Post-Piagetian Perspectives of Cognitive Development
- Eduardo MartíEduardo MartíUniversity of Barcelona
Piaget’s constructivism theory influenced deeply the study of cognitive development in the last century. Despite the progressive loss of influence of this theory, some contemporary perspectives have recently extended some of his ideas, enriching the way cognitive development is understood. These contributions face two important questions that remained problematic in Piaget’s theory: how to integrate dynamic aspects and variability of development and how to understand the role of the body and the signs in cognition.
Thanks to information processing theory, functional and executive components of cognition have been progressively integrated into Piaget’s theory. Two main perspectives have contributed to doing so. The first one, defended by Pascual-Leone and Case, among other authors, has been called “neo-Piagetian theory.” It offers a more dynamic way to understand cognitive development and present particular solutions to explain the Piagetian stages. The second one, the theory of dynamic systems, has contributed to explaining variability in cognitive development, a central aspect underestimated by Piaget, who was more interested in universal aspects of cognition.

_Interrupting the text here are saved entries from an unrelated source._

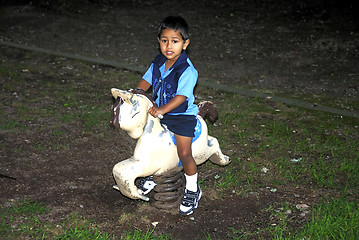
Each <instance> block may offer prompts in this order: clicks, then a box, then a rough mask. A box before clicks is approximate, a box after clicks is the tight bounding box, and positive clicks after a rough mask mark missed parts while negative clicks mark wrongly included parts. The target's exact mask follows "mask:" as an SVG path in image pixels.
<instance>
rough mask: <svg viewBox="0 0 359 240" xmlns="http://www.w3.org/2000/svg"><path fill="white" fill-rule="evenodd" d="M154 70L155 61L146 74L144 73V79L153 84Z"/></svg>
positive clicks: (146, 81) (142, 77) (146, 71)
mask: <svg viewBox="0 0 359 240" xmlns="http://www.w3.org/2000/svg"><path fill="white" fill-rule="evenodd" d="M152 70H153V63H152V64H151V66H150V67H149V68H148V69H147V71H146V73H145V75H143V77H142V78H143V79H144V80H145V81H146V82H148V83H149V84H151V85H152Z"/></svg>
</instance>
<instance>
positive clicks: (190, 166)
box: [175, 135, 202, 215]
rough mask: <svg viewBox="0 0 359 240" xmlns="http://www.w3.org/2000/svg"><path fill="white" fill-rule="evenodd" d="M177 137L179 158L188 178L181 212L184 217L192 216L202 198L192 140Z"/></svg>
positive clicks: (181, 205) (177, 149)
mask: <svg viewBox="0 0 359 240" xmlns="http://www.w3.org/2000/svg"><path fill="white" fill-rule="evenodd" d="M175 136H176V142H177V152H178V157H179V158H180V159H181V162H182V165H183V169H184V172H185V177H186V188H185V190H184V194H183V197H182V202H181V205H180V208H179V212H180V213H181V214H183V215H190V214H192V213H193V212H194V211H195V210H196V208H197V206H198V201H199V200H200V198H201V196H202V191H201V189H200V188H199V185H198V174H197V165H196V162H195V161H194V158H193V156H192V148H191V146H192V138H191V137H184V136H179V135H175Z"/></svg>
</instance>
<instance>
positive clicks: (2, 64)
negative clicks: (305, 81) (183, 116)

Thanks to the perspective of embodied cognition, the main role of action and body has been taken into account to understand the characteristics of cognition. From this perspective, a nuclear idea of Piaget’s constructivism, the importance of action in cognition, has been investigated in a more accurate way. Finally, considering the poor contribution of signs in Piaget’s theory, some authors inspired in Vygotskyan theory have emphasized the role of semiotic systems and social aspects in cognitive development. The research generated by all these theoretical perspectives has had important consequences in education.